That changes this week, however, as Oppo makes Australia the first Western country to receive its products, as well as a dose of solid tech support to go with them.
“At Oppo, we’re focused on innovations and are passionate about exploring the latest that technology has to offer, while providing our consumers with high-quality, state of the art devices,” said Michael Tran, Head of Marketing at Oppo Mobile in Australia.
“We feel that Australia as a country mirrors these values, so we’re excited to begin our journey into Western markets here.”
To start that journey off, there will be four models making landfall in Australia, providing competition to the major players, and hopefully offering a taste of something different, with two high-end models, one mid-range, and one budget device.
The high-end ones will likely be the models to grab attention first, and you’ll find these in the form of the Find 7 and the Find 7A, two very similar products that look like they were cast from the same mould with a few changes here and there.
Both rely on 5.5 inch displays protected by Corning’s Gorilla Glass 3, and both are equipped with a 2.5GHz quad-core Snapdragon 801 processor, the same chip used in the HTC One M8, Sony Xperia Z3, and the LG G3.
They both support 4G connectivity and 802.11ac when you’re at home (with the other 802.11a/b/g/n technologies out of the box), and both rely on a 13 megapixel Sony sensor on the back and a 5 megapixel camera up front, with that rear shooter able to capture 4K videos.
But from there and outside of the design, the similarities stop, with the hero product — the Find 7 — bringing with the market’s second smartphone Quad HD (QHD) display, running the resolution of 2560×1440 and making it compete head on with the LG G3.
The storage inside also sits at 32GB and can be upgraded with a microSD card, with the RAM set to 3GB (over the 2GB sweet spot Android prefers), and running a 3000mAh battery.
If you don’t need all the bells and whistles, that’s what the Find 7A will be all about, delivering the same basic hardware and design, but instead relying on a Full HD (1920×1080) display, 16GB storage (microSD upgradeable, too), 2GB RAM, and a 2800mAh battery.
A brief hands-on with the handset showed us surprisingly well-built devices, though handsets with plenty of plastic.
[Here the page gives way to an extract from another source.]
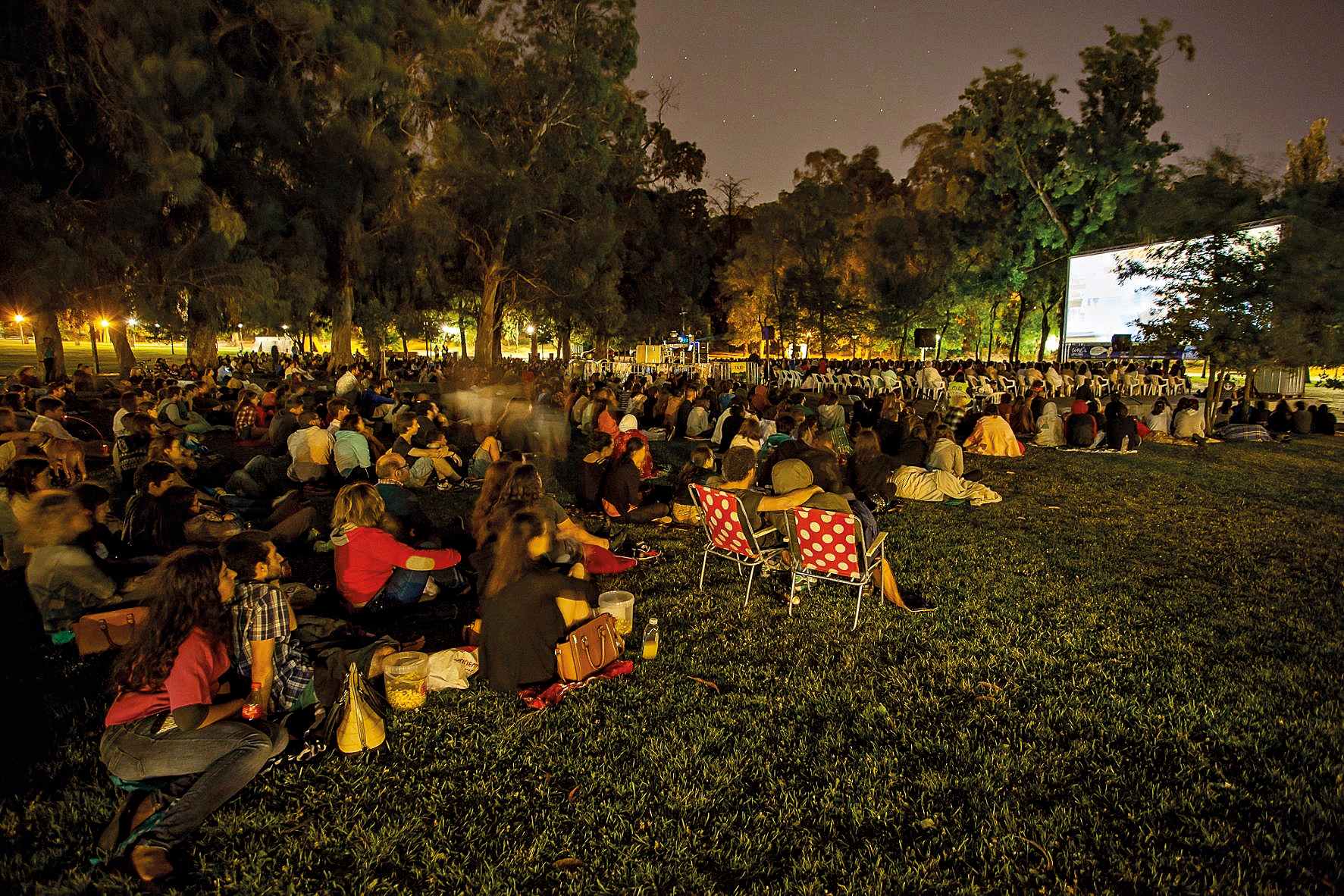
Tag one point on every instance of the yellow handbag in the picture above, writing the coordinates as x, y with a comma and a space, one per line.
361, 725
The screen was quite bright, and that’s a good thing, but we’re a little concerned by the soft buttons at the base of the handset, which lack brightness and are hard to notice.
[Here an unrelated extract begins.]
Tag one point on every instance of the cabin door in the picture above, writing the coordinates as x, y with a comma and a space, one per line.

Moving on from here, there’s the Oppo N1 Mini, a 5 inch handset with the ability to make the 13 megapixel rear camera its front camera, simply by rotating the camera to face you.
You can call this the selfie camera, because really that’s the focus here, and with a 13 megapixel front facing camera with flash, it kind of takes top dog position for people who love taking self portraits for Instagram, Facebook, Twitter, and the like.
We do need to note that there is only one camera on the N1 Mini — the one you rotate — so if you like having two cameras to take simultaneous photos or video of yourself and what’s going with the rear camera, that won’t happen here, as the N1 Mini can’t cater for it.
That said, it should still handle itself nicely, with a quad-core processor, 16GB storage, 2GB RAM, and 4G LTE connectivity.
Finally, there’s the Neo 5, a model which looks set to take on Motorola and Huawei, possibly even Kogan, with 4G connectivity for a budget price ($219), providing 5 megapixels of camera goodness on the back, 2 megapixels on the front, 4GB built in storage with room to move over microSD, 1GB RAM, and a quad-core processor.
The screen isn’t all that small either, with a 4.5 inch display showing the much older resolution of 854×480, though being a budget device, we’re not shocked.
Also of interest is the support system for these phones, and Oppo doesn’t want Australia to feel like it’s leaving them out and just selling a product without a backbone.
To prove this, it will be launching a customer care Oppo line to let customers talk to its people directly, with a local repair centre coming to Australia in the next few months.
As for pricing and availability, these phones will be coming shortly, with Oppo’s online presence taking the bulk of the orders. For those interested, the Oppo Find 7 will go for $719, the less spec’d up Find 7A for $629, the selfie N1 Mini for $539, and the budget Neo 5 for $219.